It’s official! Hive can start moving forward with an exhibition date of February 2016!
You’re probably wondering “what is Hive and what does this really mean for Gale’s art? ” Background: For the last several years I’ve been wanting to do something substantial related to bees. Yes, those little flying pollinators who make most of our food possible here on earth. In Oregon, we’ve had several “mishaps” with mass bee poisoning/death due to improper use of chemicals. Hundreds (and thousands) of native species and honey bees have been killed. Why these chemicals are still available on the market really makes me wonder. That’s something I won’t dive into right now. During my most recent installation Camas, I went out and purchased wax from a local source, Queen Bee Apiaries. While at the main facility, I received a tour from Karen, a couple of lobes of natural wax to take home (the above photo), and purchased a 22# behemoth block! Part of the wax was melted and combined with a resin to make encaustic wax. I used it to coat the sculptures for strength. Plus it smells so good!! Little did I know how enticing the smell was to bees in our area. I was visited daily, when wax was in use, by the little flying friends. They would come and move around me, looking for the source. Ideas started flowing through my brain and I decided a piece needed to be created, pending a location. The location has now been granted so the project can take flight!
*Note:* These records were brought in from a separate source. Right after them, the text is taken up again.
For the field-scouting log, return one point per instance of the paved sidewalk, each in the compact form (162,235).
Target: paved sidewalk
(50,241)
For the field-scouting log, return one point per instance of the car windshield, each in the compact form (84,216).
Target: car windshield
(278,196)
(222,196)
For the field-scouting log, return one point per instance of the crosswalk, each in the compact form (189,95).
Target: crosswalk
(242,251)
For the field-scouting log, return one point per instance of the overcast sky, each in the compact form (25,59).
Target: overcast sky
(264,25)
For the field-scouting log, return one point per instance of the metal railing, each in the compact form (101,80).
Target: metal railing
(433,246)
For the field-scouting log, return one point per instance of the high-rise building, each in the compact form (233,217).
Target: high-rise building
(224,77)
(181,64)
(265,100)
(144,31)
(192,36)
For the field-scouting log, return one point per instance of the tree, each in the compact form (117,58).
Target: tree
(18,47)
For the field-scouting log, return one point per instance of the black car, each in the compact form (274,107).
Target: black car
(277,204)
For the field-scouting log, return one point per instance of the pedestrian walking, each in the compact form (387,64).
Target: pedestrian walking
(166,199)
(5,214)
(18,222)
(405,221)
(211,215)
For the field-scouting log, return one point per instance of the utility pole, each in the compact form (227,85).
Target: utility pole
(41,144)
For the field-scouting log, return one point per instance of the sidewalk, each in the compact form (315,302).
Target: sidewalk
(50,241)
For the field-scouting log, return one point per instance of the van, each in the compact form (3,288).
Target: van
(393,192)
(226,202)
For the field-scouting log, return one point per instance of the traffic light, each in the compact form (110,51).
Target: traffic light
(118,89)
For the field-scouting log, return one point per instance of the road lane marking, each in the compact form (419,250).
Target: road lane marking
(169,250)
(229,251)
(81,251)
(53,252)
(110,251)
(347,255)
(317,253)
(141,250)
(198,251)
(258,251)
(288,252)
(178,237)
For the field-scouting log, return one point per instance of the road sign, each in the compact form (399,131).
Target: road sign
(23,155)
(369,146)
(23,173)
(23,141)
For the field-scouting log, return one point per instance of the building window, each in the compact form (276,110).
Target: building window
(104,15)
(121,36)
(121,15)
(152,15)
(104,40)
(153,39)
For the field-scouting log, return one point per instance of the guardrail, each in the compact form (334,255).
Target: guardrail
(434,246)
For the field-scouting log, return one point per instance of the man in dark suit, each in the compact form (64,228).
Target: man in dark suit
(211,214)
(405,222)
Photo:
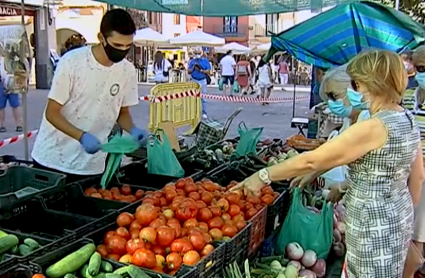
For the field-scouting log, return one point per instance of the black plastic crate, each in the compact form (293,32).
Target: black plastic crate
(98,235)
(19,270)
(73,200)
(33,219)
(136,174)
(21,183)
In order to secure the location, I placed my portfolio into the hands of a blind jury. That particular jury knows my work all too well, having granted approval for all 3 of my previous installations. So, it wasn’t super blind since they all recognized my work right away. Yes, I really do need to move outside the small pond of Corvallis and start splashing in a bigger lake! Anyway, my plan is to activate both spaces of the Corrine Woodman Gallery at The Arts Center of Corvallis. The front gallery will receive the “hive” treatment. Think bees and honey comb that people walk under. The back gallery will be for sculptures of native plants and garden flowers attached to the walls with bees. There will also be some of those little pollinators “moving” between the two spaces, helping viewers to visit both spaces and the main gallery between them. How large the individual bee sculptures will dictate the size of everything else. A normal worker bee length is 9-18mm (.4-.6 inches). My bee sculptures will measure between 38-50 cm (15-20 inches), depending on upcoming experiments. The project will continue the current use of wire, paper, wax and color.
Now, if I can just get the fingers on my right hand to shape up, stop swelling, and get better!